Note: metadata (user_id, created_at, expiry, short_code) is negligible at ~100 bytes per row vs 10KB of paste content. Storage is dominated entirely by the paste text — not indexes, not metadata.
Bandwidth¶
Convert rule: bytes/sec × 8 = bits/sec (NICs are rated in bits)
Outgoing (paste reads):
Avg: 1,000/sec × 10KB = 10 MB/s × 8 = 80 Mbps
Peak: 3,000/sec × 10KB = 30 MB/s × 8 = 240 Mbps
Incoming (paste writes):
Avg: 10/sec × 10KB = 100 KB/s × 8 = 0.8 Mbps
Peak: 30/sec × 10KB = 300 KB/s × 8 = 2.4 Mbps
240 Mbps peak outgoing is well under a standard 10Gbps NIC (10,000 Mbps). No bandwidth constraint — CDN is not required for bandwidth reasons. (We may still want one for latency if users are globally distributed.)
Summary¶
Avg write QPS: 10/sec | Peak: 30/sec
Avg read QPS: 1,000/sec | Peak: 3,000/sec
Read:write ratio: 100:1
Storage (10 yrs): ~150TB → sharding required
Peak bandwidth: 240 Mbps → fits single NIC, no CDN needed for BW
Architecture decisions this forces¶
Read QPS 3,000 → single DB handles this, but caching helps with 10KB payloads
Storage 150TB → sharding required (>10TB per machine limit)

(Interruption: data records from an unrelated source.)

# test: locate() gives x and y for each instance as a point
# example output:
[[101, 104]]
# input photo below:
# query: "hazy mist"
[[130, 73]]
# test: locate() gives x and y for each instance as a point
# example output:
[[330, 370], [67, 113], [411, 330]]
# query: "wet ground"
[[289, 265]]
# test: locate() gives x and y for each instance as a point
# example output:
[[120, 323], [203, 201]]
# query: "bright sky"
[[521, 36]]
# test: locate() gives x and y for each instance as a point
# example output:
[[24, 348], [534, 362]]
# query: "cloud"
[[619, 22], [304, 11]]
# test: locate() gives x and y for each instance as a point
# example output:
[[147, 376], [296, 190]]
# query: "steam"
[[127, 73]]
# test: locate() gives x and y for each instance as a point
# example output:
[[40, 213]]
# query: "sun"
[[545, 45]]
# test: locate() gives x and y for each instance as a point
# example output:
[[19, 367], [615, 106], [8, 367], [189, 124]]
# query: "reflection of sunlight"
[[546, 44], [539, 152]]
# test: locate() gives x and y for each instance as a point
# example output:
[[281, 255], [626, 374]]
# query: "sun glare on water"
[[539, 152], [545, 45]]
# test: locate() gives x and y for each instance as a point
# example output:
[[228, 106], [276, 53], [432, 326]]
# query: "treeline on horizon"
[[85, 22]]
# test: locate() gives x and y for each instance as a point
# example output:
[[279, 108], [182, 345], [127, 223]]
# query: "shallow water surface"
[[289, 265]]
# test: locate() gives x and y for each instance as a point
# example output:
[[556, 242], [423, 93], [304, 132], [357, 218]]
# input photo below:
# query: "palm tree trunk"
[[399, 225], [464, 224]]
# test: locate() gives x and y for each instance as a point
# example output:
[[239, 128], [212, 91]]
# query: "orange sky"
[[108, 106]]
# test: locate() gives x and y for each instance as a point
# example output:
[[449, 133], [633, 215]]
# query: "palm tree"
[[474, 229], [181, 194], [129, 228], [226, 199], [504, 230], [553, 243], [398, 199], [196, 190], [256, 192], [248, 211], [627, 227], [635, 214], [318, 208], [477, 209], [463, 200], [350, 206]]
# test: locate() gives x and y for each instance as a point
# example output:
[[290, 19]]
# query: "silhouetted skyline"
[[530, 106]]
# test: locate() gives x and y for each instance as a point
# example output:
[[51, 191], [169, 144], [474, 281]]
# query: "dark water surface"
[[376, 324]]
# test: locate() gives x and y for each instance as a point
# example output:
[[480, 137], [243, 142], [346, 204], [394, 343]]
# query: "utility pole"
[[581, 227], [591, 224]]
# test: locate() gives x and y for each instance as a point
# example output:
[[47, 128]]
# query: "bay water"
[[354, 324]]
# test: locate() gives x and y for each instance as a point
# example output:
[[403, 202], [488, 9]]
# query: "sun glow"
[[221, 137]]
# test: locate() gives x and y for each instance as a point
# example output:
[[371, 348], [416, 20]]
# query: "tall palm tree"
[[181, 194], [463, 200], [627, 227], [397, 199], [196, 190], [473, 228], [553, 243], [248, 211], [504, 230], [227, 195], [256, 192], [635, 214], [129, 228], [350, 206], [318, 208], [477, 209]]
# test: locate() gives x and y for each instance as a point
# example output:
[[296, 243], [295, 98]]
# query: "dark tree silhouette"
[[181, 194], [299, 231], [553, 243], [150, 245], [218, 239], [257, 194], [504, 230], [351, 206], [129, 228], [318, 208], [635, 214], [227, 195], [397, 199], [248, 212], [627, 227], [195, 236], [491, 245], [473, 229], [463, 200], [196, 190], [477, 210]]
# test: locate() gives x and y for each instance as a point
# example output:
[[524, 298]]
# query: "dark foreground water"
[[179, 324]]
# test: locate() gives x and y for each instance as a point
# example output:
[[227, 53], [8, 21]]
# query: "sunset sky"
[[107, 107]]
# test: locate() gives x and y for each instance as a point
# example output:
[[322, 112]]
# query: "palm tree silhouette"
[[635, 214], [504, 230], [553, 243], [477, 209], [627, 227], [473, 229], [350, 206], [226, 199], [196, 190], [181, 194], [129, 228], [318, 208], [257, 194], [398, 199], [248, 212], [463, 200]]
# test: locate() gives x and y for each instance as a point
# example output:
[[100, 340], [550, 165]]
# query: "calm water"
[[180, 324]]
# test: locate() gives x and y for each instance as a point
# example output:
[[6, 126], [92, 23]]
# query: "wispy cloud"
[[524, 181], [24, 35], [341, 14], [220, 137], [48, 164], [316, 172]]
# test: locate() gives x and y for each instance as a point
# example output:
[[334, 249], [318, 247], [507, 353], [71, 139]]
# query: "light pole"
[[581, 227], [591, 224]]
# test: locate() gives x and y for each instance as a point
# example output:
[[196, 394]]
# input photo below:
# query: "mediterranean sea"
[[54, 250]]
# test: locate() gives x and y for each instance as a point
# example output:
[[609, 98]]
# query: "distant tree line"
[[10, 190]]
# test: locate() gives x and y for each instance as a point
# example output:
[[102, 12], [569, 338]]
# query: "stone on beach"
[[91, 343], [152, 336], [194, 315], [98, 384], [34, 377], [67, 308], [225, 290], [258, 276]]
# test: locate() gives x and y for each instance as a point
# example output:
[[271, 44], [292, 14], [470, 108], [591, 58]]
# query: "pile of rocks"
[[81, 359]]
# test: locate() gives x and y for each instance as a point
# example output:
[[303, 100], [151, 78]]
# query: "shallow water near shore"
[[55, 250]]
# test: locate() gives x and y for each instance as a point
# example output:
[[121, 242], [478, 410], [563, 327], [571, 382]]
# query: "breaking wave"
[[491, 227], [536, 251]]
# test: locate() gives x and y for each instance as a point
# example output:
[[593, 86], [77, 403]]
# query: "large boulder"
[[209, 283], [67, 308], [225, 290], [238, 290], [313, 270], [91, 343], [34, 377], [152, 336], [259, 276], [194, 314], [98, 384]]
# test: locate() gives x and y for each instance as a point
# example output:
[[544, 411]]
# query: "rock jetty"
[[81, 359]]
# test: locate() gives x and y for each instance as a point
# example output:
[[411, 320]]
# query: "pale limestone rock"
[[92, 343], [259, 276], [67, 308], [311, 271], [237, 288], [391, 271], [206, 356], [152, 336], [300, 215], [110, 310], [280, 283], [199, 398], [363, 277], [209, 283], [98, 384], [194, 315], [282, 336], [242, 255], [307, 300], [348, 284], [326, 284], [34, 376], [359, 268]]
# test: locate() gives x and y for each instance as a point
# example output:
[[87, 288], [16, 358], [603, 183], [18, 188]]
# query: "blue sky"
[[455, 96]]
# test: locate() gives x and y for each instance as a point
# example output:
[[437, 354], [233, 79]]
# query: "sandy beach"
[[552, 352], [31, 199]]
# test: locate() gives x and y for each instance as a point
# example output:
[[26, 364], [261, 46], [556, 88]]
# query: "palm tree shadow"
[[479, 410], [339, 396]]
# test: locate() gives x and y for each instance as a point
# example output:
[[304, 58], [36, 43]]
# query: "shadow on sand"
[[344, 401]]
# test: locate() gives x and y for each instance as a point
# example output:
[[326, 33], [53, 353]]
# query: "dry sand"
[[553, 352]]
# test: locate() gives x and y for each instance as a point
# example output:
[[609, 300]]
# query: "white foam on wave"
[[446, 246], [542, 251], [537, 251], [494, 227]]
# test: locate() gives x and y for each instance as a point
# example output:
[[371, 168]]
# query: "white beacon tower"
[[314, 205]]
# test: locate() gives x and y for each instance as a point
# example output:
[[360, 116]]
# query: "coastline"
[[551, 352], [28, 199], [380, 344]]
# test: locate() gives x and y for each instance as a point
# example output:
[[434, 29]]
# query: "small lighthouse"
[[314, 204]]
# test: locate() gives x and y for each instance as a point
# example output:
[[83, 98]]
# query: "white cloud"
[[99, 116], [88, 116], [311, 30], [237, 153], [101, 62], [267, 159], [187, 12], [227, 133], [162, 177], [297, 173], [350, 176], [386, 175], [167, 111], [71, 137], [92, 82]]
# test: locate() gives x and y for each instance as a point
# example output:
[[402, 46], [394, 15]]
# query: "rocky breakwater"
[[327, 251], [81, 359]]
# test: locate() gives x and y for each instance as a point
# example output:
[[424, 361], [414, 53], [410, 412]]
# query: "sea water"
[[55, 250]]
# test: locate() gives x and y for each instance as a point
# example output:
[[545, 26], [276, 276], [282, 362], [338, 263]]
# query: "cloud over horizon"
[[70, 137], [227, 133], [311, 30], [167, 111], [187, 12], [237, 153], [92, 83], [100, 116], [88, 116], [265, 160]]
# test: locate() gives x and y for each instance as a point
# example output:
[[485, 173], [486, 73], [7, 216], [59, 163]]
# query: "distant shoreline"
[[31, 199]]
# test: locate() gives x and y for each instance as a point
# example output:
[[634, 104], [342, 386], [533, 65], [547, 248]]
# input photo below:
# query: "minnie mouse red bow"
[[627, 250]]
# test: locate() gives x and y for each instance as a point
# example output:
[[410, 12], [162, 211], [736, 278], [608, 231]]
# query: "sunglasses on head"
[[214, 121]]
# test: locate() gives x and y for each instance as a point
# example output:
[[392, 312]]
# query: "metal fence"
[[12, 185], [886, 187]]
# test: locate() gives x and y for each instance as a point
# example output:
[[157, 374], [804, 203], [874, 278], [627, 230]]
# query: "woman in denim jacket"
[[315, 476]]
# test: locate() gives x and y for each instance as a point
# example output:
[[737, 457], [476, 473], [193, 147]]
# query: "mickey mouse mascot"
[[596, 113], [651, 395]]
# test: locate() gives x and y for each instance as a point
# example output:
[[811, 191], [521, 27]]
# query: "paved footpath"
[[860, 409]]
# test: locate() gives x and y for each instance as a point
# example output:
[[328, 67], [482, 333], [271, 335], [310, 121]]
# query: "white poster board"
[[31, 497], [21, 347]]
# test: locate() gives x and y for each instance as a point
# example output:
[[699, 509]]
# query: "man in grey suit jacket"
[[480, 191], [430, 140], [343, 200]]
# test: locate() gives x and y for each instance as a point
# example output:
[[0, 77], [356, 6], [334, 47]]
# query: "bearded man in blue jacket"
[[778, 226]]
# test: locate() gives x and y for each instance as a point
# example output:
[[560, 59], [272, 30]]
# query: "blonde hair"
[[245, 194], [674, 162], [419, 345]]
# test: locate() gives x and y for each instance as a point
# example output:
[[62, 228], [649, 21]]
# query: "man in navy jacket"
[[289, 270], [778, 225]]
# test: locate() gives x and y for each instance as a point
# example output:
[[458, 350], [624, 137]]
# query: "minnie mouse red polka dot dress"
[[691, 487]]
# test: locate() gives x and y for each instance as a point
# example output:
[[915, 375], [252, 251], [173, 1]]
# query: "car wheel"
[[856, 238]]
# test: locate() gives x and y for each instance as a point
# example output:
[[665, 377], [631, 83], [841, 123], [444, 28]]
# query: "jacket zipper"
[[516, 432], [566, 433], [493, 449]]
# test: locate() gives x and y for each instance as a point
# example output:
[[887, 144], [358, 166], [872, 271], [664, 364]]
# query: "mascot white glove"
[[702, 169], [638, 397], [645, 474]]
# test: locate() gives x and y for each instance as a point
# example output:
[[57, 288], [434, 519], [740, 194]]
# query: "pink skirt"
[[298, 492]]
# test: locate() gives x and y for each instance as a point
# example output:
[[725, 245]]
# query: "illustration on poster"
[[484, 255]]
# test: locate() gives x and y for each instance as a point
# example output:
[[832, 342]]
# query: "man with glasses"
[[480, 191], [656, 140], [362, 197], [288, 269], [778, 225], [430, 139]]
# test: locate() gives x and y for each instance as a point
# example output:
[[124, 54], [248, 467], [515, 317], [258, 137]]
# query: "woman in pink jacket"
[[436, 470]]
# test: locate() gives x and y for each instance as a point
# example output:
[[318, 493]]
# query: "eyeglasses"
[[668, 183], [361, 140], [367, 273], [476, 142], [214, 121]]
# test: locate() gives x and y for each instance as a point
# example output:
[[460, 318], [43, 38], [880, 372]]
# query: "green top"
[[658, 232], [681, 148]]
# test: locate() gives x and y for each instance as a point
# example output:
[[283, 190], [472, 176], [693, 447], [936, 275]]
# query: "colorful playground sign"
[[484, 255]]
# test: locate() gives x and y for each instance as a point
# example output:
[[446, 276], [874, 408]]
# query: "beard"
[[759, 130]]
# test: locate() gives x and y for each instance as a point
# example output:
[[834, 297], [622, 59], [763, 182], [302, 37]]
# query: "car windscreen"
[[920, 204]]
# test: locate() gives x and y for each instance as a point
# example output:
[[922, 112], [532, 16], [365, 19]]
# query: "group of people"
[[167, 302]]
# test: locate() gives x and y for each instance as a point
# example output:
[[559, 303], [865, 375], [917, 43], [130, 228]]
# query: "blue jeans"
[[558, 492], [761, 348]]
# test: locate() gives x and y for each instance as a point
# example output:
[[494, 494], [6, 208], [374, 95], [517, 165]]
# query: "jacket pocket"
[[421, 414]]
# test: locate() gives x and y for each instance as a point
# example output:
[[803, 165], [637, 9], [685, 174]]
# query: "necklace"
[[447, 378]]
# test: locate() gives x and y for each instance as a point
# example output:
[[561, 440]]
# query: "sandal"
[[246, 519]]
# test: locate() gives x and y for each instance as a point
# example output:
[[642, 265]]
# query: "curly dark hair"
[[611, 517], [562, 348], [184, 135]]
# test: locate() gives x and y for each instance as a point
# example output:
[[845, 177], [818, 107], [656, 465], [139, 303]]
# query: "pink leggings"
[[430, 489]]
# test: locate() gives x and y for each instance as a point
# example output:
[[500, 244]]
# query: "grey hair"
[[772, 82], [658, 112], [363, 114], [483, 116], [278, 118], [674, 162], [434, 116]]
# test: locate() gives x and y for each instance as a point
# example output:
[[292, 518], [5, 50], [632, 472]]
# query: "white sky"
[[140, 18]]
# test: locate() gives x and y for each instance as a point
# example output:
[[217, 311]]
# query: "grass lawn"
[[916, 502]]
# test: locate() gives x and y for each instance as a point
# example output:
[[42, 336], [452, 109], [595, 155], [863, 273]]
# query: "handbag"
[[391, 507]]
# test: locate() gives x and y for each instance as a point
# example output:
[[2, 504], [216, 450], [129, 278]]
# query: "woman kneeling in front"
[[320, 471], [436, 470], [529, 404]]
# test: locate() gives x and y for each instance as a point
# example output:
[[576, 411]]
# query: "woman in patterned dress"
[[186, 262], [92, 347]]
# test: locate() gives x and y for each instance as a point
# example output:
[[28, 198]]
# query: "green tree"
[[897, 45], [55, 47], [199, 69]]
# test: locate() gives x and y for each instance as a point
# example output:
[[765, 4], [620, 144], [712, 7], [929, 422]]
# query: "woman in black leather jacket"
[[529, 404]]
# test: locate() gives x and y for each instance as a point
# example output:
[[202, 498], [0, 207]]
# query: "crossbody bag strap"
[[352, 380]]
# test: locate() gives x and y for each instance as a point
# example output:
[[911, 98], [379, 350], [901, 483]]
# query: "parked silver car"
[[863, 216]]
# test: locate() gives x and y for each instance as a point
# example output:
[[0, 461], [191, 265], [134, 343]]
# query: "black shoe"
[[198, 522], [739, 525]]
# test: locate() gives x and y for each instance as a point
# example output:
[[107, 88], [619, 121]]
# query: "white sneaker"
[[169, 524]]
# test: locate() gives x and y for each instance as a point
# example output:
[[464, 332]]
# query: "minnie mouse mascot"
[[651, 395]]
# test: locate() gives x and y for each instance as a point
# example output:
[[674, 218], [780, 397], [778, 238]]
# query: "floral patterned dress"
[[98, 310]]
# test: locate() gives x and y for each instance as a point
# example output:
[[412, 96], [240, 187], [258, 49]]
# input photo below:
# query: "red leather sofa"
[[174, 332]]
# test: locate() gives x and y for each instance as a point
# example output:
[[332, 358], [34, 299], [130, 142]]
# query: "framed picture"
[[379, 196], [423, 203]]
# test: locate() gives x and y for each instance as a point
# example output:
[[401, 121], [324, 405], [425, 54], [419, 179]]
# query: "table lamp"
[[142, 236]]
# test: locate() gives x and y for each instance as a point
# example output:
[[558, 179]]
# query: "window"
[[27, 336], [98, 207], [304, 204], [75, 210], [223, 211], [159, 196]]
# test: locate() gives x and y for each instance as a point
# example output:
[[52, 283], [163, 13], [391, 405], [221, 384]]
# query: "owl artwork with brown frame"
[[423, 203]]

Bandwidth 240Mbps → no CDN needed for bandwidth alone
Paste size 10KB → content should be stored separately from metadata(content in blob store or text column, metadata in main DB)
The last point is new compared to URL Shortener. A URL row is 500 bytes — everything fits in one DB row. A paste is 10KB of content plus metadata. At scale it's worth separating the content blob from the metadata to allow independent scaling — small metadata reads are fast, large content reads go to a separate store.
Interview framing
"10M MAU, 2M DAU, 0.5 writes per DAU = 1M writes/day = 10 writes/sec avg, 30 peak. 100:1 read:write = 1k reads/sec avg, 3k peak. Storage: 3.65B pastes × 10KB = 36.5TB raw, ~150TB with replication and indexes — sharding required. Bandwidth: 3k reads × 10KB = 30 MB/s = 240 Mbps peak — fits on one NIC, no CDN needed for bandwidth."